Stephen S. Wu-- SL: Legal Writer,, (408) 573-5737, 50 W. San Fernando St., Ste. 750, San Jose, CA 95113

Privacy Policy Topics

Let’s say that you are developing a privacy policy for your company. What kinds of topics do you need to cover? And where do you get ideas on what to say?
One useful source of information on privacy policy content is the Federal Trade Commission. In particular, the FTC published “Fair Information Practice Principles,” which provide ideas on topics to cover and content. The key items in the FTC’s Fair Information Practice Principles are:
• Notice/Awareness
• Choice/Consent
• Access/Participation
• Integrity/Security
• Enforcement/Redress

I will cover each of these topics in turn. Using the example of a business with an online service and privacy policy, the idea behind notice and awareness is for the business to notify its customers, from whom it is collecting information, about who will collect the information, what is the information used for, who else might receive access to the information, what kinds of information are collected, and how the business will protect the information. The idea is for the business to provide customers with enough information to make an informed choice about the service and whether they want to give the business their information.

Choice and consent concern the ability for the customer to agree to the collection and use of information per the notification provided. Some services say they will not collect the information unless the customer opts-in and assets to the collection. Other businesses say they will collect the information unless the customer takes steps to avoid or stop the collection. Today’s online services frequently allow users to make fine-grained choices about privacy settings and controls.

Access and participation refer to the customer viewing the information held by the business about him or her. The idea is to allow the customer to update, change, delete, or even challenge information held by the business. Businesses typically want up-to-date contact, financial, and other user information and so provide a mechanism for access and information updates.

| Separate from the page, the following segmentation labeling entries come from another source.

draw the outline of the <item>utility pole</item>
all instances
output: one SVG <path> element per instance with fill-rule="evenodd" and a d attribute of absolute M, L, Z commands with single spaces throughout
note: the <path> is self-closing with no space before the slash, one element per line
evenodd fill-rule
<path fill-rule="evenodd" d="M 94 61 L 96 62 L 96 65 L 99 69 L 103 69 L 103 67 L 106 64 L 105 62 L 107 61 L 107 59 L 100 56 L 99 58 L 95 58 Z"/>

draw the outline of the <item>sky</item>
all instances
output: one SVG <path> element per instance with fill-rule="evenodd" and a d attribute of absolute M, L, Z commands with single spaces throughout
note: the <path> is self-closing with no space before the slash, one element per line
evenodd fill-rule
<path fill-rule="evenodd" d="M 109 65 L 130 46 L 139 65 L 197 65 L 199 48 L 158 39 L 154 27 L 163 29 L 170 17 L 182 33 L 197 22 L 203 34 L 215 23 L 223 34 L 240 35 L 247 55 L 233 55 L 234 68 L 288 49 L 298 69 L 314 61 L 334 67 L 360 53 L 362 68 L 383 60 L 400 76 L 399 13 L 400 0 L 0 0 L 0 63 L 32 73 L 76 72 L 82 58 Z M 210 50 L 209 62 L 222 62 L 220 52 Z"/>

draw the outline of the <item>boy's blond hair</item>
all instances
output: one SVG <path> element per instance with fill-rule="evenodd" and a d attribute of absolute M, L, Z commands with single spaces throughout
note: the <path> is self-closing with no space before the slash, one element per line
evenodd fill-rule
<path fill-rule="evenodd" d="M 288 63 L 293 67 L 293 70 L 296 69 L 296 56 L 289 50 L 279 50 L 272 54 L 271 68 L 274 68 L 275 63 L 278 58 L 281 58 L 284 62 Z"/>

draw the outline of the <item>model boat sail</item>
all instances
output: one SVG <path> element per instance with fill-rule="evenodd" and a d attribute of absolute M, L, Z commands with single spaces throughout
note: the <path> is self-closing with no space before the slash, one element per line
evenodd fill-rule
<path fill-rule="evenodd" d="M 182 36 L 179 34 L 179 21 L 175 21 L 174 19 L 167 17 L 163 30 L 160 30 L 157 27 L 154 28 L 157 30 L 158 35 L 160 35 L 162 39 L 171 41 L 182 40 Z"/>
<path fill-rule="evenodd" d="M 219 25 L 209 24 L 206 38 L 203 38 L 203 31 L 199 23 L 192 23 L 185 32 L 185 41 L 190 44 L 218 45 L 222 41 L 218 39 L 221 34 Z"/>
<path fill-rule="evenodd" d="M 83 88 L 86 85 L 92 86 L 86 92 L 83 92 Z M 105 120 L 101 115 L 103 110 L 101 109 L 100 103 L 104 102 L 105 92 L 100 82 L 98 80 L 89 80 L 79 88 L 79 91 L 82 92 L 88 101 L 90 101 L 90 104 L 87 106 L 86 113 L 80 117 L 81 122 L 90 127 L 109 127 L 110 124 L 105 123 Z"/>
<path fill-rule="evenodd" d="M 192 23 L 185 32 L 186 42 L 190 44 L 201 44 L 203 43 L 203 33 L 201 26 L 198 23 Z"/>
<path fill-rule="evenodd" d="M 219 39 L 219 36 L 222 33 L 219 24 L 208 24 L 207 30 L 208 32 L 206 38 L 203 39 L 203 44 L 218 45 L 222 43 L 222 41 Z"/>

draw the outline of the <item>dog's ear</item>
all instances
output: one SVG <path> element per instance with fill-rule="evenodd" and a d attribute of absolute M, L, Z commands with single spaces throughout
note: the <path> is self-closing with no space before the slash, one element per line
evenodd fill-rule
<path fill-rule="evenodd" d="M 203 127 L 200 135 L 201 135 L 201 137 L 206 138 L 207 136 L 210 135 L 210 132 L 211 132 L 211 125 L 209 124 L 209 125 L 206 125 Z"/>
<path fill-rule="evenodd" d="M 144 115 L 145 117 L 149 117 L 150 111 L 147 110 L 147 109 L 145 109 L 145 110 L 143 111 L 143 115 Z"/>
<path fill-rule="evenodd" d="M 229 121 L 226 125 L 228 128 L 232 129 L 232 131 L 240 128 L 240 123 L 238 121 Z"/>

Integrity and security relate to the practices of the business to protect the confidentiality, integrity, and availability of information held by the business. The business typically explains at a high level what security controls it uses to secure the information. These controls may be administrative (personnel and procedural security safeguards), physical (protecting against break-ins, thefts of devices or media, and the like), or technical (using technology to protect information).

Finally, the FTC recommends some kind of enforcement mechanism. This is perhaps the topic businesses least want to cover, since businesses don’t want to open themselves up to complaints. Many businesses in the U.S. skip this topic. However, some privacy policies may refer to dispute resolution mechanisms or an ombudsman program to facilitate the resolution of privacy complaints.